McCoy points out that Tocqueville did not refer to American Exceptionalism as Newt Gingrich and Rick Santorum, both competing for the Republican Presidential nomination on firmly conservative platforms (what Mitt Romney would call ‘severe conservatism’ though oddly he applied that epithet, to his time as Governor of Massachusetts). McCoy goes on to claim that the phrase originates in communications between Stalin and American Communists, disappointed by the evident failure of the American working class to embrace Communist revolution. I am not able to judge that claim, but for the moment I’ll take it as true. Anyway, I’m more concerned with Tocqueville. Some of the comments posted criticised McCoy’s claim on the basis that a direct reference to the exceptional status of America can be found in Democracy in America. I tracked down that section online. Of course I have print copies in French and English, or course, but like most people I find quick checks like this easier online, or through the search function on a pdf, rather than thumbing through print copies and that thing at the back called an ‘index’.

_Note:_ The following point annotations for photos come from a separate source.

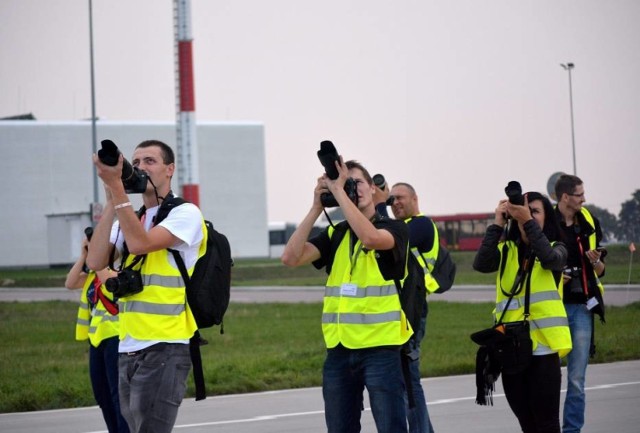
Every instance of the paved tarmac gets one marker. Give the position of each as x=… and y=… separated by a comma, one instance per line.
x=613, y=402
x=613, y=390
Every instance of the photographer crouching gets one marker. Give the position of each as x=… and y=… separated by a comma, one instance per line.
x=155, y=320
x=363, y=324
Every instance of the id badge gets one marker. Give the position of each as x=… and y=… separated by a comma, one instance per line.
x=349, y=289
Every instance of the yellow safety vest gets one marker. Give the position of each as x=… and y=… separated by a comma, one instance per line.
x=160, y=311
x=361, y=309
x=98, y=324
x=427, y=260
x=547, y=320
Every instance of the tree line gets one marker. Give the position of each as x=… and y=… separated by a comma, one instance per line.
x=623, y=228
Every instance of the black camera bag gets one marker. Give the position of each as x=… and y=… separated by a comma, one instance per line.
x=505, y=348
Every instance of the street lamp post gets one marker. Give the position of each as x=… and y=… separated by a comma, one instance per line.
x=94, y=139
x=568, y=67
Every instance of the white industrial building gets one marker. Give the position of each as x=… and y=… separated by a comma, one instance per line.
x=48, y=178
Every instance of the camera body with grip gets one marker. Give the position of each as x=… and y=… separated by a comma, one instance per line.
x=328, y=155
x=127, y=283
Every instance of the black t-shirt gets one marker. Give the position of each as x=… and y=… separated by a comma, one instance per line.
x=421, y=233
x=391, y=262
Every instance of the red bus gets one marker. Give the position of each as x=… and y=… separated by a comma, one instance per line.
x=463, y=232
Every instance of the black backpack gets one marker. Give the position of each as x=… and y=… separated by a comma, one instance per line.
x=208, y=289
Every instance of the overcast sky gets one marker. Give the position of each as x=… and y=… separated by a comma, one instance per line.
x=456, y=97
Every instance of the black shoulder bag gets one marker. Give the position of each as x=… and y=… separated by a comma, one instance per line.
x=505, y=347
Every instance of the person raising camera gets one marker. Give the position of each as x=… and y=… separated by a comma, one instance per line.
x=529, y=261
x=362, y=320
x=155, y=320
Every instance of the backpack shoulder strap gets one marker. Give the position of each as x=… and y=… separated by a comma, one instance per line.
x=336, y=234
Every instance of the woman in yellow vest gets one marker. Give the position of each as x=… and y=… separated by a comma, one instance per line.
x=98, y=322
x=533, y=394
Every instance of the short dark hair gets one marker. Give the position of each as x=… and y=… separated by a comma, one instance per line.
x=566, y=184
x=551, y=228
x=406, y=185
x=355, y=164
x=168, y=157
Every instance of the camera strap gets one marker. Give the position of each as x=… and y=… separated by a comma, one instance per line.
x=584, y=269
x=109, y=305
x=523, y=272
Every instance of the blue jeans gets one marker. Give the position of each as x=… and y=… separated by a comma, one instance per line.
x=418, y=416
x=103, y=371
x=152, y=385
x=580, y=324
x=345, y=374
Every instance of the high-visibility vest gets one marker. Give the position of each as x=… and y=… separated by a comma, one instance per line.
x=95, y=324
x=160, y=311
x=427, y=259
x=547, y=320
x=361, y=309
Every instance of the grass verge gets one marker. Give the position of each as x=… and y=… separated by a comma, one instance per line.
x=264, y=347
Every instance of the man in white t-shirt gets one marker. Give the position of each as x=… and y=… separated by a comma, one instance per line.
x=155, y=322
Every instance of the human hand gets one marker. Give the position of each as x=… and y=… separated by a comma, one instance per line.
x=501, y=213
x=337, y=185
x=380, y=195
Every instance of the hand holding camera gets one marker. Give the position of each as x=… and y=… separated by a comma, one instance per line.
x=133, y=179
x=518, y=206
x=328, y=156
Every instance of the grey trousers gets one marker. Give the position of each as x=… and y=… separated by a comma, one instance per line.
x=152, y=383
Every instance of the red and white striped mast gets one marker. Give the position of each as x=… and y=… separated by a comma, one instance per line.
x=188, y=179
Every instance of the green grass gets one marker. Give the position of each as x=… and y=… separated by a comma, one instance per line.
x=270, y=272
x=264, y=347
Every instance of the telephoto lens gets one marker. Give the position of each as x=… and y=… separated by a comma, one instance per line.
x=514, y=192
x=133, y=179
x=379, y=181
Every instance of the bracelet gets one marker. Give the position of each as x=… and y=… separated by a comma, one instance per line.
x=122, y=205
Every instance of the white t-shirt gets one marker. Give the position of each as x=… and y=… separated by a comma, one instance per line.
x=185, y=223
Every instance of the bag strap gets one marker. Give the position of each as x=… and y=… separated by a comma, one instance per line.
x=523, y=271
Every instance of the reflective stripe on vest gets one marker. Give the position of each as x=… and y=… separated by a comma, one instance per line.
x=373, y=316
x=160, y=311
x=363, y=292
x=96, y=325
x=548, y=319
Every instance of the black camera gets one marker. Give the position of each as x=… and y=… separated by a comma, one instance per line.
x=514, y=192
x=133, y=179
x=575, y=284
x=381, y=183
x=328, y=155
x=128, y=282
x=573, y=271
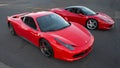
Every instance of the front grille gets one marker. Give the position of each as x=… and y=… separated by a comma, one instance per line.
x=82, y=53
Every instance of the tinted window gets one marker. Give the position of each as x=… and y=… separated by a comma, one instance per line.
x=29, y=21
x=52, y=22
x=87, y=11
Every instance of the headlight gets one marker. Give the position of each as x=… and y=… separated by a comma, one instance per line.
x=70, y=47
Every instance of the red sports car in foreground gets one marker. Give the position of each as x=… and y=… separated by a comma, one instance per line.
x=85, y=16
x=52, y=34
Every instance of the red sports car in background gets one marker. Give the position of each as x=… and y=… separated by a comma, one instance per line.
x=85, y=16
x=52, y=34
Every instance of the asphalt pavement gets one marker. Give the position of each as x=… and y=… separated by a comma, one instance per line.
x=15, y=52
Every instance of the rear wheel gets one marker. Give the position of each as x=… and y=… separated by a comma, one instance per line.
x=91, y=24
x=46, y=48
x=11, y=29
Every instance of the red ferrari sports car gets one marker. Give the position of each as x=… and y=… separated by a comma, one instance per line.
x=52, y=34
x=85, y=16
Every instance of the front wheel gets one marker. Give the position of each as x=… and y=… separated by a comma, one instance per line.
x=46, y=48
x=91, y=24
x=11, y=29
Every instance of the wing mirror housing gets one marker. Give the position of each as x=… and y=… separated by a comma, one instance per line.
x=66, y=18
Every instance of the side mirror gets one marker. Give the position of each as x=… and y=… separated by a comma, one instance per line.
x=66, y=18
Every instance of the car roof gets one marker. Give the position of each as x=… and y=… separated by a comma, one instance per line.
x=39, y=14
x=75, y=7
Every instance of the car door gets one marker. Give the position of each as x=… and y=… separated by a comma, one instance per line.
x=30, y=30
x=76, y=15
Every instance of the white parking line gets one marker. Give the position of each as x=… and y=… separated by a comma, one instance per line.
x=3, y=4
x=2, y=65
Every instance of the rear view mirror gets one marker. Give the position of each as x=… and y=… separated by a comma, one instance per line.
x=66, y=18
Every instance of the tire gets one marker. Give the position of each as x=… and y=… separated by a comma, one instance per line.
x=11, y=29
x=91, y=24
x=46, y=48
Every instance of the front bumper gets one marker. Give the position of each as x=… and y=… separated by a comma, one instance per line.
x=106, y=25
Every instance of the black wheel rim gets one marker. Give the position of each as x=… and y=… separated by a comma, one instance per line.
x=44, y=49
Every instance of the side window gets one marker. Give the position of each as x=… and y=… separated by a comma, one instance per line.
x=30, y=22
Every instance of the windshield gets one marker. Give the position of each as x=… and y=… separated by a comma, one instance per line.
x=52, y=22
x=87, y=11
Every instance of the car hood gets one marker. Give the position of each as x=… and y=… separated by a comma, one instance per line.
x=104, y=17
x=72, y=35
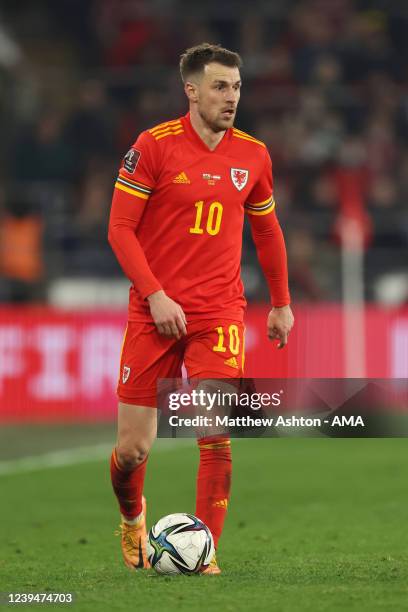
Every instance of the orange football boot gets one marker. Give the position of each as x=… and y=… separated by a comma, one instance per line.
x=212, y=568
x=134, y=542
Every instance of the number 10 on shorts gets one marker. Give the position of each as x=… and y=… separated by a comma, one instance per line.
x=232, y=337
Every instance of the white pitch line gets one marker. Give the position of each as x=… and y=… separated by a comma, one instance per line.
x=74, y=456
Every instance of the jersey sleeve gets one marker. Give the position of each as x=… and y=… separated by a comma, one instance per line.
x=135, y=183
x=138, y=171
x=260, y=201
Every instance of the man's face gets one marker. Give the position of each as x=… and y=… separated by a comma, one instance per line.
x=217, y=93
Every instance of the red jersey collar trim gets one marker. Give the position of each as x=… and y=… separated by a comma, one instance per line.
x=192, y=135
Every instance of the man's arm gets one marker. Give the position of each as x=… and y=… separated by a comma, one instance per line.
x=128, y=205
x=270, y=246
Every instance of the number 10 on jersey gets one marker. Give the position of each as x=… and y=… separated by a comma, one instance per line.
x=213, y=213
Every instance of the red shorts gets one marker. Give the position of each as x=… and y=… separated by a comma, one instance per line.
x=211, y=349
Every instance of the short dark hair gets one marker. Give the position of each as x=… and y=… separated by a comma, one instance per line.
x=194, y=59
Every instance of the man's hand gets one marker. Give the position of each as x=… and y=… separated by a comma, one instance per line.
x=280, y=322
x=167, y=315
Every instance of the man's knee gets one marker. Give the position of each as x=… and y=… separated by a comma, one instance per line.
x=130, y=457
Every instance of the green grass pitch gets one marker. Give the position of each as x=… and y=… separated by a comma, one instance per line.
x=313, y=524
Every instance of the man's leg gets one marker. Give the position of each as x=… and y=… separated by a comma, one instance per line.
x=215, y=351
x=214, y=483
x=137, y=427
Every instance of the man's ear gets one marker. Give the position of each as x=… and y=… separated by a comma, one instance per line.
x=191, y=91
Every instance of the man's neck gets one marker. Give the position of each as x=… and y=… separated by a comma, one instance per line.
x=207, y=135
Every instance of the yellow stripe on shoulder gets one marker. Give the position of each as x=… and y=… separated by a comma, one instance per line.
x=170, y=128
x=247, y=137
x=134, y=192
x=166, y=124
x=258, y=213
x=170, y=133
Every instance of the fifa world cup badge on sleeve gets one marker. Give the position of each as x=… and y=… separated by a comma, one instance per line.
x=131, y=160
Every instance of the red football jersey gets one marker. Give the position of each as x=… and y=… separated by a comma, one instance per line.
x=192, y=202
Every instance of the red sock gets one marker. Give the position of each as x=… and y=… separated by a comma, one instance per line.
x=128, y=487
x=214, y=483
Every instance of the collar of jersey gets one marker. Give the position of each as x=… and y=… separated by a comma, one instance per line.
x=197, y=141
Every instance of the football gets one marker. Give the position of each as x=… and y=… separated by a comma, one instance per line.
x=179, y=544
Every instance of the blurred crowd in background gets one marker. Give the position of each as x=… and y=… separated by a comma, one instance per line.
x=325, y=86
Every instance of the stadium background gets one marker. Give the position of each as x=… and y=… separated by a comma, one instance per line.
x=325, y=86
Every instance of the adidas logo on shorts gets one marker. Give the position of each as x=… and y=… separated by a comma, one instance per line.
x=232, y=362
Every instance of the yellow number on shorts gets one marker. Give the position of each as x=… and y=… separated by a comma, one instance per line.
x=233, y=340
x=213, y=220
x=220, y=348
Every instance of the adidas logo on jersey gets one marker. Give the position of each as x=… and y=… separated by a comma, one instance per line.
x=182, y=178
x=232, y=362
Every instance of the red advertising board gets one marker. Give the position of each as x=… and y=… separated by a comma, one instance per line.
x=63, y=366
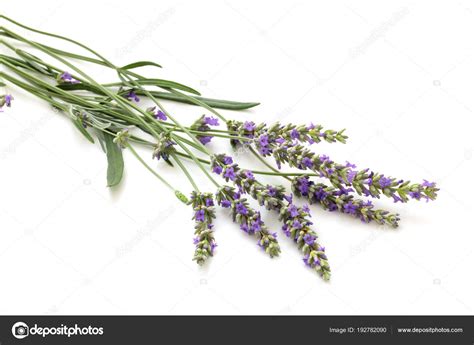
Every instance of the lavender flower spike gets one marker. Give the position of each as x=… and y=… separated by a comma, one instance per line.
x=250, y=220
x=364, y=182
x=333, y=199
x=277, y=132
x=295, y=225
x=202, y=125
x=204, y=213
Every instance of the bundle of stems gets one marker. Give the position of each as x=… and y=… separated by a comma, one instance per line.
x=111, y=113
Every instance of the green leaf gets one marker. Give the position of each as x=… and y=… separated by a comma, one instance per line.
x=214, y=103
x=167, y=84
x=80, y=86
x=81, y=129
x=140, y=64
x=114, y=160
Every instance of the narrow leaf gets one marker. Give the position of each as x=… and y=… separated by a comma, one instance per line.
x=114, y=160
x=141, y=64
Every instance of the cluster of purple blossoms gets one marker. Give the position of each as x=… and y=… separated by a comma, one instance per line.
x=364, y=182
x=132, y=96
x=249, y=219
x=203, y=125
x=204, y=213
x=66, y=78
x=5, y=100
x=296, y=225
x=335, y=199
x=277, y=133
x=164, y=147
x=295, y=219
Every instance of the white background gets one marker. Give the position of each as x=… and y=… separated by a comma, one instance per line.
x=398, y=75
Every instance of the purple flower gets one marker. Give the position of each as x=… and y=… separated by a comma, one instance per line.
x=249, y=175
x=303, y=186
x=306, y=209
x=280, y=140
x=297, y=224
x=293, y=210
x=249, y=126
x=256, y=225
x=307, y=162
x=415, y=195
x=244, y=227
x=350, y=208
x=263, y=140
x=320, y=194
x=351, y=175
x=324, y=158
x=384, y=182
x=5, y=100
x=294, y=134
x=229, y=173
x=332, y=207
x=227, y=160
x=213, y=246
x=309, y=239
x=211, y=121
x=131, y=95
x=271, y=191
x=200, y=216
x=217, y=169
x=240, y=208
x=160, y=115
x=226, y=203
x=204, y=139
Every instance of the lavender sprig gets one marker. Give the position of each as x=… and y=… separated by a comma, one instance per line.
x=66, y=78
x=202, y=124
x=277, y=132
x=334, y=199
x=365, y=182
x=164, y=147
x=204, y=213
x=249, y=219
x=295, y=219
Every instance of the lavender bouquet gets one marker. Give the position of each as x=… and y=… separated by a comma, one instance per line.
x=111, y=114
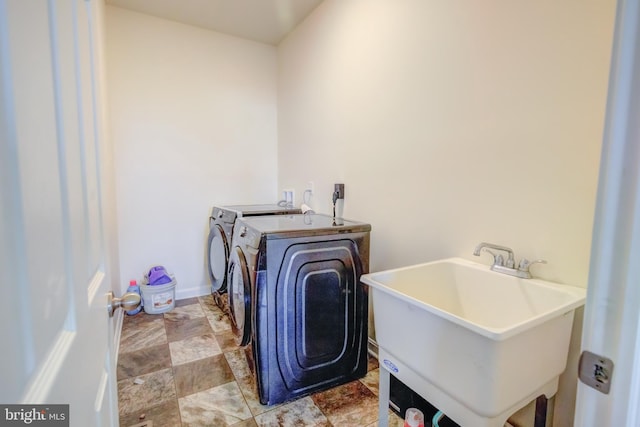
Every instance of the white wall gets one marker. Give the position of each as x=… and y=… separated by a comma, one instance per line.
x=193, y=124
x=452, y=123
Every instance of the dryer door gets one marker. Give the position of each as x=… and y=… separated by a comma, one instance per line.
x=240, y=297
x=218, y=254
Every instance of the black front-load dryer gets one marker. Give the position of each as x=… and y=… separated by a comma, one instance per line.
x=297, y=301
x=221, y=223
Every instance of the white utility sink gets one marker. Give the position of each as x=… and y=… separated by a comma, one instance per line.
x=477, y=344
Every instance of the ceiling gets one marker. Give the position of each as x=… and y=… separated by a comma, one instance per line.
x=265, y=21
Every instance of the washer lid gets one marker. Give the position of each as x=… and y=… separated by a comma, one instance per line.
x=282, y=226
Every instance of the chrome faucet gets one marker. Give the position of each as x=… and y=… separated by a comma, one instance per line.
x=508, y=266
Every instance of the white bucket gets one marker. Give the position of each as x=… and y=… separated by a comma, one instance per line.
x=159, y=298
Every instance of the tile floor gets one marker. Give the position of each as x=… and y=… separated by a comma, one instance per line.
x=182, y=368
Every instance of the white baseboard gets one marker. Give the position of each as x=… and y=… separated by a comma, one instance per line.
x=195, y=291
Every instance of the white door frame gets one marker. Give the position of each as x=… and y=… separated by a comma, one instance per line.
x=612, y=311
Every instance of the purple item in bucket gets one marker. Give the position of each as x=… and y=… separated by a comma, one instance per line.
x=158, y=276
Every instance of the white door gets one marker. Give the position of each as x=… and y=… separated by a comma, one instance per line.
x=56, y=336
x=612, y=311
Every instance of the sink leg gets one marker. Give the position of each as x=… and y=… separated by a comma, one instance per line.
x=383, y=397
x=541, y=411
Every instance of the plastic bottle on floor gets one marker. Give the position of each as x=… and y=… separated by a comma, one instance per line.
x=413, y=418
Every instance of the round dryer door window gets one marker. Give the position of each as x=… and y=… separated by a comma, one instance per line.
x=218, y=256
x=240, y=297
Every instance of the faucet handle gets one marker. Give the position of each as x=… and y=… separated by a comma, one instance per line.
x=498, y=259
x=525, y=263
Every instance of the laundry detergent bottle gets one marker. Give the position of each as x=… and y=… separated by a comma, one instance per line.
x=134, y=287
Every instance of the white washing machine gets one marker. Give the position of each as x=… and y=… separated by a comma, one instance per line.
x=221, y=223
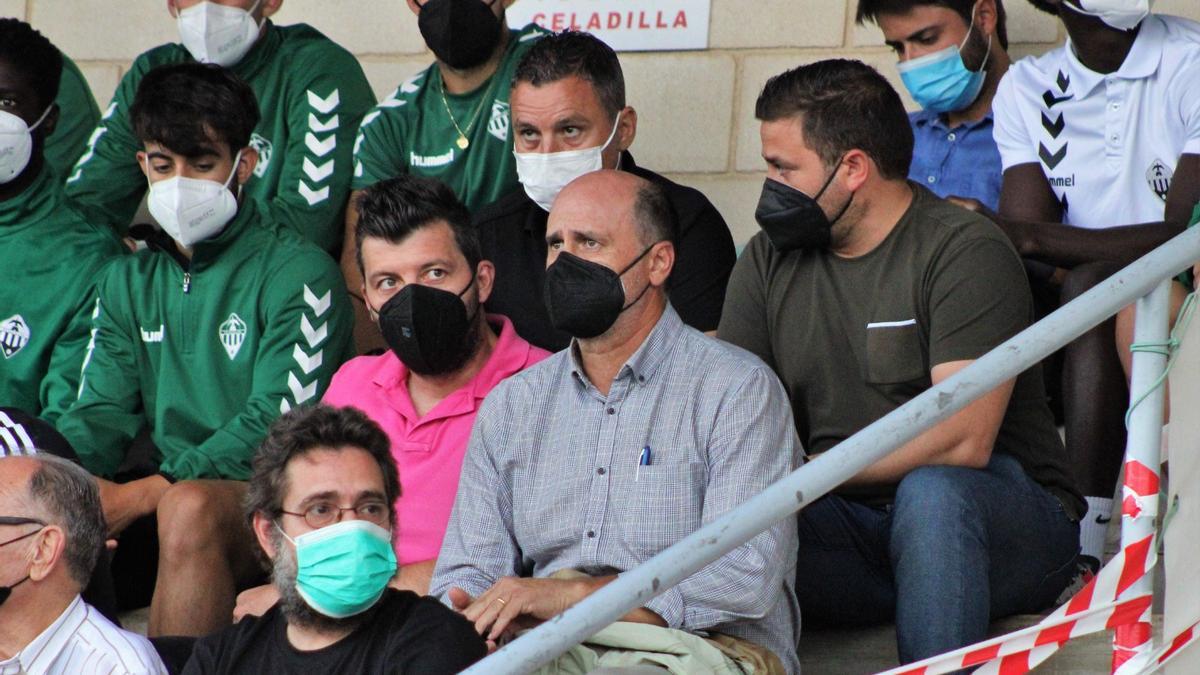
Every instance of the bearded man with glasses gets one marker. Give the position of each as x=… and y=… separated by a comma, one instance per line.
x=51, y=533
x=322, y=506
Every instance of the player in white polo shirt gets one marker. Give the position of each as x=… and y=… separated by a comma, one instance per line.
x=1093, y=136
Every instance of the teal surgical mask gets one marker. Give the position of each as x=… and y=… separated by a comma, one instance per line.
x=941, y=82
x=343, y=569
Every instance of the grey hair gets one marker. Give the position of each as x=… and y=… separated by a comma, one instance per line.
x=653, y=214
x=69, y=497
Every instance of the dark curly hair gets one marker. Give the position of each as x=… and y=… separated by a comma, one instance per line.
x=304, y=430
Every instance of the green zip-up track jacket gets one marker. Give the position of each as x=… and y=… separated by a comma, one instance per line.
x=49, y=261
x=311, y=94
x=209, y=356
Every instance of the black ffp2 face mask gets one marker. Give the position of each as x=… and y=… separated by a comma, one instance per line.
x=429, y=329
x=462, y=34
x=585, y=298
x=793, y=220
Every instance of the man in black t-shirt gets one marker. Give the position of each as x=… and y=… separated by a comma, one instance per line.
x=862, y=292
x=322, y=503
x=570, y=118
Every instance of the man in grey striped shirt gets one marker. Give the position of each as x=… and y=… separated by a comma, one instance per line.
x=52, y=530
x=597, y=459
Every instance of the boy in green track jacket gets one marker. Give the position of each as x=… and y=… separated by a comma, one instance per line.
x=201, y=341
x=49, y=255
x=311, y=94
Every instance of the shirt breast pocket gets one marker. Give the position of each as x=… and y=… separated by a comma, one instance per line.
x=894, y=353
x=666, y=502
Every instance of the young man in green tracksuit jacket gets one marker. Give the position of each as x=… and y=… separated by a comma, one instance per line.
x=311, y=94
x=202, y=342
x=449, y=121
x=49, y=255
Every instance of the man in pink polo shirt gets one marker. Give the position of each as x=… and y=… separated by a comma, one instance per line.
x=425, y=285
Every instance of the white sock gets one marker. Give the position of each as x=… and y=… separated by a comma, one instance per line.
x=1093, y=526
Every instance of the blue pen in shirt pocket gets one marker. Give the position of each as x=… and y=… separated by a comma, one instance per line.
x=643, y=459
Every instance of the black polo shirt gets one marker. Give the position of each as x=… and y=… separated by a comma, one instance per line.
x=513, y=233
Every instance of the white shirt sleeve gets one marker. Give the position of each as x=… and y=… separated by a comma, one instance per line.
x=1011, y=135
x=1189, y=108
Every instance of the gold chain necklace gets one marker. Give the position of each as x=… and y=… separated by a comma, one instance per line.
x=462, y=142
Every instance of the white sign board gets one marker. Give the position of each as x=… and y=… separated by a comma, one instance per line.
x=627, y=25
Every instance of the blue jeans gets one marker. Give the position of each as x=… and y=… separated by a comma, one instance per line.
x=958, y=548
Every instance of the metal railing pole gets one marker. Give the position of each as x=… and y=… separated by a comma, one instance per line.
x=1132, y=644
x=634, y=587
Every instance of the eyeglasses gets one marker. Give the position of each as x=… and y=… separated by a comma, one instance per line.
x=321, y=514
x=19, y=520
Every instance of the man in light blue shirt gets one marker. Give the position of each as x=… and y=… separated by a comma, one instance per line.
x=953, y=54
x=598, y=458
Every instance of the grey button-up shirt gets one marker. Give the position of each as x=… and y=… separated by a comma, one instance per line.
x=552, y=481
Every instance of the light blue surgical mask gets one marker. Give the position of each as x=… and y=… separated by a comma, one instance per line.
x=343, y=569
x=941, y=82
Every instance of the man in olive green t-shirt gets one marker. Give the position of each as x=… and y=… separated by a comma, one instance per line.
x=862, y=292
x=449, y=121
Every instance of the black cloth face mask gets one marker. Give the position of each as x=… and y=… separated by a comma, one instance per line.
x=793, y=220
x=585, y=298
x=462, y=34
x=429, y=329
x=5, y=591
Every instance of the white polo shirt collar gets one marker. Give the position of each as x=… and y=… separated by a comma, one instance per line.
x=1143, y=60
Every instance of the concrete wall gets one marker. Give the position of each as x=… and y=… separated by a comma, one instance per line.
x=696, y=108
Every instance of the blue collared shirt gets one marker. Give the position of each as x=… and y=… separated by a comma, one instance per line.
x=551, y=481
x=961, y=161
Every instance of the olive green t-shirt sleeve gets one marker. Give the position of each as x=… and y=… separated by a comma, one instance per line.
x=78, y=117
x=978, y=297
x=744, y=314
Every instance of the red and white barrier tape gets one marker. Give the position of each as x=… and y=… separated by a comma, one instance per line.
x=1170, y=650
x=1132, y=644
x=1009, y=655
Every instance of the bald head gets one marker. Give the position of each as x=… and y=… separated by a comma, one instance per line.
x=61, y=495
x=15, y=475
x=621, y=198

The passage referred to is from the second volume, book II, ‘The Example of the Americans does not Prove that a Democratic People can have no Aptitude and No Taste for Science, Literature or Art‘. Tocqueville does there certainly refer to America as an exception, but not in favourable terms. Tocqueville is referring to the lack of science and interest in science, in America at that time, or so he thinks. I’m not qualified to judge his claim. The chapter as a whole is arguing that this lack of science in America does not show that democracies must lack interest in science. So Tocqueville does not here refer to ‘American Exceptionalism’ in the triumphalist sense attributed to him by some conservative Republicans, and McCoy is right to point that out. In general, despite what Gingrich et al think, Democracy in America is not a hymn to the greatness of America or its exceptional destiny. Tocqueville looks at America to argue that the world is moving towards democracy and that America shows the future, containing warnings about its dangers as well as benefits. He refers critically to to racism and slavery for example, and of course lack of original scientific theory .
It might surprise some people to find the the criticises ‘individualism’ in America, though meaning more what we might mean by egotism rather than individualism. It should also be understood that Tocqueville was very pro-Catholic (though not believing in the truth of Christianity, except possibly on his death bed) and regarded Protestantism as distinctly inferior, and Protestantism was very dominant in America at that time. In general, those who understand anything about French intellectuals and aristocrats of that time (and even now) would not expect them to elevate America above their own country, and Tocqueville fits into that pattern. He certainly did not think that America was the heroic exception, or a model to be followed. Odd that American ‘Exceptionalists’ clearly do believe that the rest of the world should imitate America.
In general, Tocqueville was too great and too complex a thinker to be dragged into partisan party rhetoric or the pamphleteering of attack politicians who like to think of themselves as philosopher princes. Tocqueville’s admirers, and political thinkers influenced by Tocqueville, cover a very wide range or views. There’s certainly an element of aggressive French national pride about him, but also of localism and respect for different within nations. He argued for the role of property and commercial life in prosperity and liberty, but also for a social minimum and a pragmatic approach to political life which goes against some of the absolutist conservatism or libertarianism which sometimes seeks comfort in him. As far as I can imagine him in contemporary politics, I see him as overall a moderate libertarian in social and economic issues, with a tendency to shift unpredictably between social democratic, conservative and libertarian policies according to issues and circumstances . In the fields of national identity and international relations, I see him combining a belief in French grandeur with the grandeur of the European project, and with advocacy of friendship between all democratic peoples expressed through international institutions of a kind in harmony with national pride. I’m very sure he would not be an advocate of America the unique power, or of its imperial destiny soaring above weak willed Europe; and that he would have hated and despised that strong element of American conservative national chauvinism, which make a virtue of France bashing.